Я никогда не чувствовала, что нужна ему Со временем он не стал нежнее, он стал ленивей. Если раньше он все свое время посвящал книгам и работе, то теперь — книгам, газетам, дивану и телевизору. Последние несколько лет каждое воскресное утро он читает в постели газеты и почти каждый вечер засыпает перед телевизором. Он был строгим преподавателем, я упрекала его за то, что он хотел только работать и читать. Теперь он постарел, чувствует себя усталым и больше не хочет со мной спорить. Старея, люди не становятся лучше, не нужно себя обманывать. Напротив, они становятся хуже. Замыкаются в себе, становятся раздражительными, придирчивыми, ленивыми. Или сходят с ума, как мой отец.

Если бы мои студенты знали, о чем я думаю, читая им Петрарку:

В собранье песен, верных юной страсти,

Щемящий отзвук вздохов не угас

С тех пор, как я ошибся в первый раз,

Не ведая своей грядущей части[15].

Всю жизнь я рассказываю, что для Петрарки любовь была безумием, ошибкой молодости, моя же ошибка молодости отравила всю мою жизнь.

Удивительно, но мне хотелось бы увидеть Лео: после нашей встречи я перестала испытывать неловкость в его обществе. Кажется, теперь я понимаю, что Тони в нем нашла. Он не просто надежный. Франко, к примеру, тоже надежный, но не такой открытый и внимательный, как Лео. Мне показалось, что Лео с неподдельным интересом относится к тому, что ты говоришь, что думаешь.

Может быть, ему я смогла бы рассказать всю правду. Рассказать про Винсента и про то, чем я занималась в Ферраре последние месяцы перед маминой смертью.

Кроме Франко, я не рассказывала об этом никому.

Антония

Микела приехала на велосипеде и попросила оставить его во дворе гостиницы.

— В ресторан пойдем пешком, — сказала она, кивнув на мой живот.

Мы пошли по дороге, по которой я возвращалась от площади Ариостеа в тот вечер, когда мы с Луиджи были в Чертозе.

— Знаешь, я была на кладбище у бабушки с дедушкой. — Я вспомнила, что именно Микела посоветовала мне туда сходить.

Сегодня на ней светлый плащ, лиловые вельветовые джинсы и сапоги на высокой латформе. Очевидно, от нее не ускользнул мой взгляд, потому что, игнорируя фразу про кладбище, она поясняет: «Без каблуков я коротышка. Кстати, о внешности, знаю, что ты познакомилась с Изабеллой».

— Да, красавица, — отзываюсь я.

— Говорила тебе про Майо, правда?
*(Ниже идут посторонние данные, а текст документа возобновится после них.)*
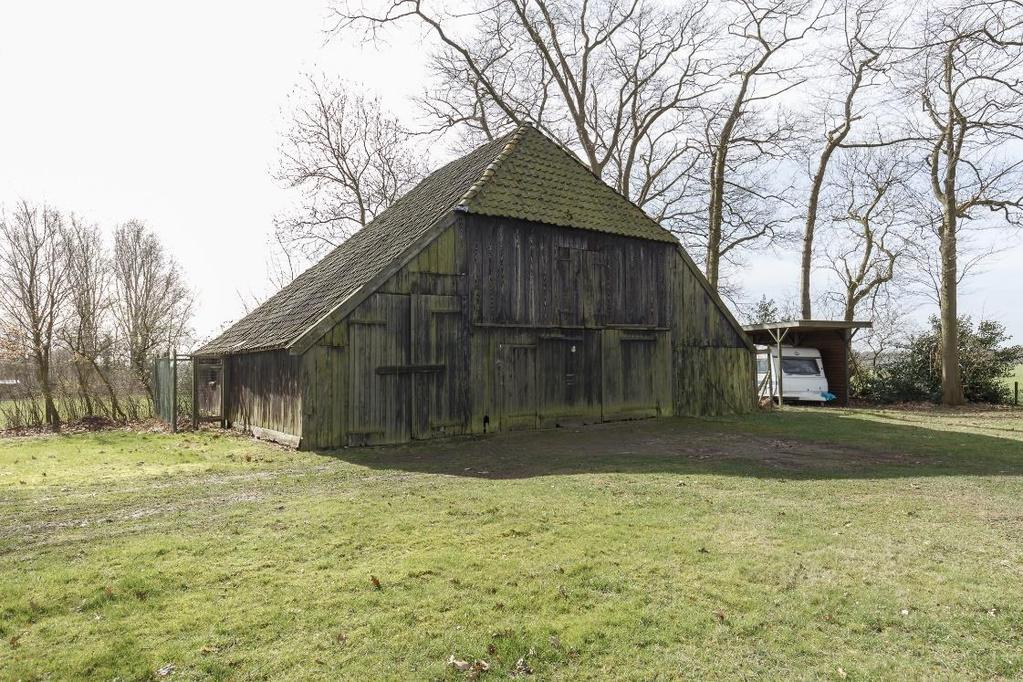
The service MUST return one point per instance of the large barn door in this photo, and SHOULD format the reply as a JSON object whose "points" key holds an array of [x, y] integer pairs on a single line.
{"points": [[438, 366], [379, 387], [636, 373], [568, 372], [517, 387]]}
Хочет показать, что все знает, все понимает.

Предпочитаю промолчать.

— Она классная.

— Хулиганка она, — раздраженно отвечает Микела.
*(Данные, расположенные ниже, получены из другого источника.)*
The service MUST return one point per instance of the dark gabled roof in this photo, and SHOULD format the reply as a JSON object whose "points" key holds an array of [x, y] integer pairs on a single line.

На площади Ариостеа Микела останавливается: «Если пойдем прямо по этой дороге, через пять минут будем на месте. Или поднимемся на крепостную стену в обход, это минут двадцать, через ворота Ангелов. Раньше через них входили в город знатные люди — герцоги, послы… Ты как, сможешь?

— Конечно, мне нравится ходить пешком.

— Тебе полезно. Я тоже много ходила пешком, когда была беременной. Ты пьешь?

— Что? — не поняла я.

— Я имела в виду, достаточно ли пьешь воды. Знаешь, что у беременных объем крови увеличивается почти в два раза? Хочешь, открою секрет, как понять, что воды в организме достаточно: если моча прозрачная, значит, все в порядке. Если же нет, надо пить больше.

— Спасибо, я понаблюдаю.

С Альмой мы почти не обсуждаем мою беременность. Может, потому, что ей было двадцать лет, когда она родила меня, и она уже ничего не помнит.
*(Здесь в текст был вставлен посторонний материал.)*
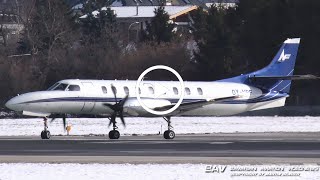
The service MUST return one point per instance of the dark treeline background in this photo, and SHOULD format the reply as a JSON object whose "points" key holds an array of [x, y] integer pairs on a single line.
{"points": [[56, 44]]}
Мы идем по широкому проспекту, вдоль которого тянется парк, и вскоре оказываемся перед Алмазным дворцом. Это здание — как магнит, всегда возникает на пути. Мы же поворачиваем направо на проспект Эрколе I д’Эсте, это та самая улица, которую Луиджи считает самой красивой в Европе. Действительно, она великолепна.

— Как правильно, городская стена или стены? — спрашиваю у Микелы.

— Мы говорим, пойдем на Стену. Когда я была молодой, мы здесь уединялись, а сейчас, видишь, тут бегают.

— Ты с Майо тоже… уединялась?

— Еще как! — отвечает весело.

В конце проспекта Эрколе I д’Эсте — большая зеленая поляна, которая тянется до земляных валов, обсаженных высокими платанами, липами и вязами. Время обеда, и многие действительно бегают по дорожкам или выгуливают собак. Хорошее место, как раз для прогулок, с одной стороны тянется открытое поле, с другой — городской парк.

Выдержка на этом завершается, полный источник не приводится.